Critics have called on the federal government to introduce new rules for online fundraising campaigns, after protests against vaccine mandates in Ottawa this weekend raised millions of dollars — including those using anonymous donors and fictitious names. From.
Green Party parliamentary leader Elizabeth May said the GoFundMe fundraiser for the protest convoy raises concerns about whether such campaigns were used by big businesses or foreign state actors to circumvent Canada’s political funding rules. can go.
“If this is not worrisome, it certainly highlights a possibility that is very worrying, which is that you may not be a political organization, not registered with Election Canada, but the right kind of dog. Find the whistle and run a GoFundMe campaign,” she said.
May said she has noticed that the GoFundMe campaign has raised money for worthy causes, but Canadian laws have not kept up with advances in technology.
“Regulating the online world is something[where]we are constantly playing catch-up and it highlights an area that we should be looking at,” she said.
May said online fundraising campaigns should be required to register with Industry Canada to protect consumers. He said the names of donors should be available to government officials, even if they are not published on the website.
Follow the money: May
May said a consumer protection authority can see whether donations collected online go to their intended purpose.
“You want someone to verify that the story is true and that it’s not just taking all the money from well-intentioned and generous people and going on a cruise around the world,” she said.
The GoFundMe campaign for the protest convoy has raised more than $7.4 million since January 14 from more than 94,000 donors.
An analysis by CBC News of donations made since Monday found that while thousands of donations were made by average Canadians or Canadian businesses, more than a third of donations were anonymous or were made under aliases — other people’s names or ” Invented titles like “Justin Trudeau” or “Dump Trudeau.”
Many other donations seem to have come from overseas.

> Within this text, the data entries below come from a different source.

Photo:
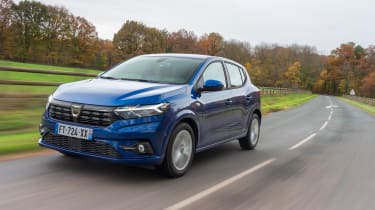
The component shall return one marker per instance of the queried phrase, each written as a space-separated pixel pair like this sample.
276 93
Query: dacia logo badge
76 110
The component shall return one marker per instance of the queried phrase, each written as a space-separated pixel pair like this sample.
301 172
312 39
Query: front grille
80 145
89 115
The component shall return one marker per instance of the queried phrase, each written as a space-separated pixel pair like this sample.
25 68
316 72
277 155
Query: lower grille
80 145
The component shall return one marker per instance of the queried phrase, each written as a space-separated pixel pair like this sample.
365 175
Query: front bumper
109 142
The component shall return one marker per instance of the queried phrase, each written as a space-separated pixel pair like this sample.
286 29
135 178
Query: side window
236 79
215 71
243 75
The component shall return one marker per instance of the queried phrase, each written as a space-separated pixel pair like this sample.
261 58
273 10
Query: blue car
157 109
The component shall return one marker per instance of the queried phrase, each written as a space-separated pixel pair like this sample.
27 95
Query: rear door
239 98
215 107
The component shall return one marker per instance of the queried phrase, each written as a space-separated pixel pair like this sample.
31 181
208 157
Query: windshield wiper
140 80
105 77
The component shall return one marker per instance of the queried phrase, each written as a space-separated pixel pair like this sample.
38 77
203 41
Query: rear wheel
180 152
250 141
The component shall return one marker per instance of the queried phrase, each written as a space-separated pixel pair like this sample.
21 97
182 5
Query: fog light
141 148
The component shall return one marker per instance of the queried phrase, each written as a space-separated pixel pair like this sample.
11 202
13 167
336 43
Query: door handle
229 102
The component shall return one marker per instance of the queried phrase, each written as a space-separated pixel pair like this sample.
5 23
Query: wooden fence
370 101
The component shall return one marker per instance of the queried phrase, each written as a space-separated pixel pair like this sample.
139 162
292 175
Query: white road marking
302 142
331 106
330 116
218 186
324 125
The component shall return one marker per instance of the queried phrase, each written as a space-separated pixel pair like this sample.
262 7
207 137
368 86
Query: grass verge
278 103
366 107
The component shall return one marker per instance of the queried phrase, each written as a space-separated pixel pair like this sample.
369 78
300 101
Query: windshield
159 69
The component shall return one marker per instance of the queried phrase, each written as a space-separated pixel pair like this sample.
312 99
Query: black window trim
225 74
240 69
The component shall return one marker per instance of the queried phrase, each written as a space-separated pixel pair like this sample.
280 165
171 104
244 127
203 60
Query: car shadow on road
207 160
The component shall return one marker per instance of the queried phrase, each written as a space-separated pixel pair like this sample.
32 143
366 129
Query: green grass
277 103
22 142
366 107
37 77
46 67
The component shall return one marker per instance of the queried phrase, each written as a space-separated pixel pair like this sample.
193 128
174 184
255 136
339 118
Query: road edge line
302 142
218 186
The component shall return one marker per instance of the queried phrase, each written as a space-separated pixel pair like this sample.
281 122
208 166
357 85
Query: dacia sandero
157 109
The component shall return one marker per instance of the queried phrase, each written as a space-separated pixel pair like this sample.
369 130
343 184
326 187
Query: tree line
31 31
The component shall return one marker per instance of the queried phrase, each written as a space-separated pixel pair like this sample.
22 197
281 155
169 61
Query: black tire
168 168
250 141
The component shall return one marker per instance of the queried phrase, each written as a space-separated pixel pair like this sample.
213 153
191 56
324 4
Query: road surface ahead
320 155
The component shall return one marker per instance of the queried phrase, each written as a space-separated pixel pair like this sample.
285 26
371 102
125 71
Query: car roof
187 55
182 55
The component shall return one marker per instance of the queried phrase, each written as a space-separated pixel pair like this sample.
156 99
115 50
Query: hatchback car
157 109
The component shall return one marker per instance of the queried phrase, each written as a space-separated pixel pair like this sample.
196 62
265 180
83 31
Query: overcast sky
320 23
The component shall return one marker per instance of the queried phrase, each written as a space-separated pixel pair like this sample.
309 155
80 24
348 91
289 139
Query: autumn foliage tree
368 85
135 38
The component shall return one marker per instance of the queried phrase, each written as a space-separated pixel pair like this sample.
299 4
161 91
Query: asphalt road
320 155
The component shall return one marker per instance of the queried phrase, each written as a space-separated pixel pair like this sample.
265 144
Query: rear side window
215 71
235 75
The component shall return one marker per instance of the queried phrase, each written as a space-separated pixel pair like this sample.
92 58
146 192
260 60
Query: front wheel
180 152
250 141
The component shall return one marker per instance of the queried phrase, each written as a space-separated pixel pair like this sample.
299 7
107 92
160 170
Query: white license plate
74 131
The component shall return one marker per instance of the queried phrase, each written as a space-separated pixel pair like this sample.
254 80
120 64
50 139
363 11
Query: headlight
50 98
131 112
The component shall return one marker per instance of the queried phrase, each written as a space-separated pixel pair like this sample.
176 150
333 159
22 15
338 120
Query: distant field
46 67
20 76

In the comments section of the donation page, some donors said they were sending support from overseas, including the United States, the UK, Australia and Poland.

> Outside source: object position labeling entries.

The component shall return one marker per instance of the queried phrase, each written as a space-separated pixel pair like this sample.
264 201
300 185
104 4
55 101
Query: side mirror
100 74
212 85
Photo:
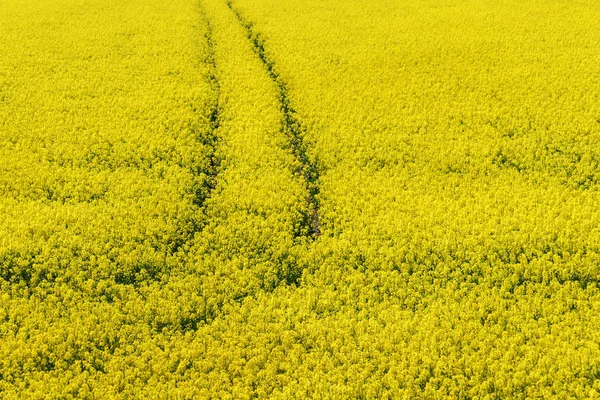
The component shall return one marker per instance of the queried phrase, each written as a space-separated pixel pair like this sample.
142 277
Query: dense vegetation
298 199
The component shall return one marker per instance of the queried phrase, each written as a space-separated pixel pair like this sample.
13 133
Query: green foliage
299 199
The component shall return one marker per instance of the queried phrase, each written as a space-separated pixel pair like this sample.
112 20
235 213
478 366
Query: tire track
292 129
210 141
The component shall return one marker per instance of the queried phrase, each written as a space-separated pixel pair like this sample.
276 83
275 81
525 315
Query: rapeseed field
299 199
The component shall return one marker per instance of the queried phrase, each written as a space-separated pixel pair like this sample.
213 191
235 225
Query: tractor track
291 128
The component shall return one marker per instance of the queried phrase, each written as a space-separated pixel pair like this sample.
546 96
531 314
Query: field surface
299 199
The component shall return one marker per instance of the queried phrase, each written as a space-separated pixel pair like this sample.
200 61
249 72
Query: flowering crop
299 199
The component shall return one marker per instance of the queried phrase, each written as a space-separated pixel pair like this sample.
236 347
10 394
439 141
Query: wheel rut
292 128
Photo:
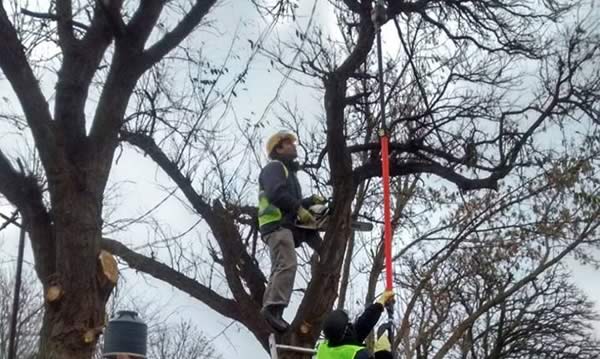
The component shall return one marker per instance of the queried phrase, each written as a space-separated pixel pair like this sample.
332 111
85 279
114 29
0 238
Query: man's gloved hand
317 199
383 344
386 298
304 216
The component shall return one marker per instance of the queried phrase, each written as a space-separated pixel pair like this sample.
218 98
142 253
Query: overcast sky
138 180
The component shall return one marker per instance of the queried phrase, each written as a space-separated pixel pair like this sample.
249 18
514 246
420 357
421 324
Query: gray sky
137 180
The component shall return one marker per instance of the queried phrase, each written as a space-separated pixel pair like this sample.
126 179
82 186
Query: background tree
460 111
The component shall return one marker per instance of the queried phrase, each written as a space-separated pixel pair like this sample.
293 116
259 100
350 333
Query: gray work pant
283 267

GoFundMe says it is a violation of its Terms of Service for a donor to misrepresent their identity. The company has yet to respond to questions from CBC News about the fake names it used to donate to the convoy fundraiser.
A fundraiser organizer has yet to respond to CBC News’ requests for an interview.

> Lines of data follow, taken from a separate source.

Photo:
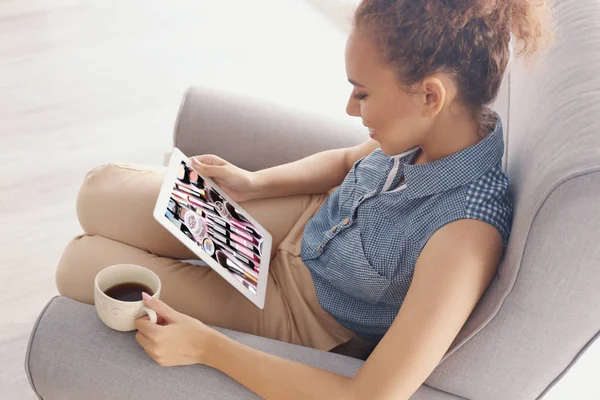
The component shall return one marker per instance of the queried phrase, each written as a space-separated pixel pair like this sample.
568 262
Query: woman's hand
240 184
177 339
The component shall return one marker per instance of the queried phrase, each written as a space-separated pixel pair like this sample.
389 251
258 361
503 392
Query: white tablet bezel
160 209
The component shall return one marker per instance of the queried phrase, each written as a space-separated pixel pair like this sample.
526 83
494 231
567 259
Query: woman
387 245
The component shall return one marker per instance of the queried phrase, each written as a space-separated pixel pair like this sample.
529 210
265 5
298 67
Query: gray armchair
538 315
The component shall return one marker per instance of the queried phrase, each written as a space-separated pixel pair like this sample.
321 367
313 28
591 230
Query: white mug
117 314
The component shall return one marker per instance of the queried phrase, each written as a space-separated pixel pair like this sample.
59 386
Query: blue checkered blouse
361 247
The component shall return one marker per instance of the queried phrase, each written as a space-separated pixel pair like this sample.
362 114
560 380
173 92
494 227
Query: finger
143 341
146 327
160 307
210 159
211 171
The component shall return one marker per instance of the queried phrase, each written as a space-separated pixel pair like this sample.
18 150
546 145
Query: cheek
370 114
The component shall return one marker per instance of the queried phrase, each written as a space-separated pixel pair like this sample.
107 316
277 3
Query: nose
353 107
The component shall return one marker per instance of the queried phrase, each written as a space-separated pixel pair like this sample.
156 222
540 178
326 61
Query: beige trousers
115 206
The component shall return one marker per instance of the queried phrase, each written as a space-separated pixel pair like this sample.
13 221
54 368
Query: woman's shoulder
488 199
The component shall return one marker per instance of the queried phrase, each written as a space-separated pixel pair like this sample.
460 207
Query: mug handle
151 314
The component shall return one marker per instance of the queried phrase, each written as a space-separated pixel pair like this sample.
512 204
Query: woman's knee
116 190
72 280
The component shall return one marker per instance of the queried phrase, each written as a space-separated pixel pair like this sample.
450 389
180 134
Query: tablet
205 219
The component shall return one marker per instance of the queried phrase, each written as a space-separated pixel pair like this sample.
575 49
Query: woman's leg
116 201
194 290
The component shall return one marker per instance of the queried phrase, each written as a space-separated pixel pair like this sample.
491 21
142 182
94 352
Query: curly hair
470 39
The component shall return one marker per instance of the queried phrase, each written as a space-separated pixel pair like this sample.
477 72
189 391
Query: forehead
362 57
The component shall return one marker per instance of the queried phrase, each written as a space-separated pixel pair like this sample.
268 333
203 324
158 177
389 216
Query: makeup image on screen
215 226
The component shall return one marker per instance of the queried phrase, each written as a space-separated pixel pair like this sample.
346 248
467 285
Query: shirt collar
457 169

Earlier this week, NDP MP Charlie Angus said people donating to political protests should not be allowed to hide behind anonymity, calling for an end to COVID-19 measures.
Jean-Sébastien Comu is the spokesman for Infrastructure Minister Dominique LeBlanc, whose responsibilities include election reform and political funding regulations. He said the convoy headed to Ottawa does not speak for Canadians or the trucking industry.
“Canadians should take precautions before donating for political or other reasons to ensure that the money will serve the intended purpose,” he said. “Peaceful protest is an essential part of our democracy, but there is no room for acrimonious or violent rhetoric.”
When asked whether new rules should be introduced for anonymous contributions to online fundraisers for political reasons, Comu declined to answer.
The Conservative Party declined to comment.
Democracy Watch co-founder Duff Konacher said anonymous donations for political reasons are worrying.
“Anonymous donations are a problem for citizen advocacy groups because they can come from a corporation, large business or other organization and this makes the citizen group a front for that business or other organization,” he said. “Voters have a right to know whether a business or other organization is actually controlling a group that claims to be citizen-backed.”
Conacher said GoFundMe campaigns for political campaigns must be registered under the Lobbying Act and the source of the funding must be disclosed in the lobbyist registry. He said he also wants to see that the Elections Act be reviewed and the issue examined by the House of Commons ethics committee.
“We need to know who is controlling every lobby effort or advocacy initiative of any kind, whether for protest or traditional means of lobbying,” he said.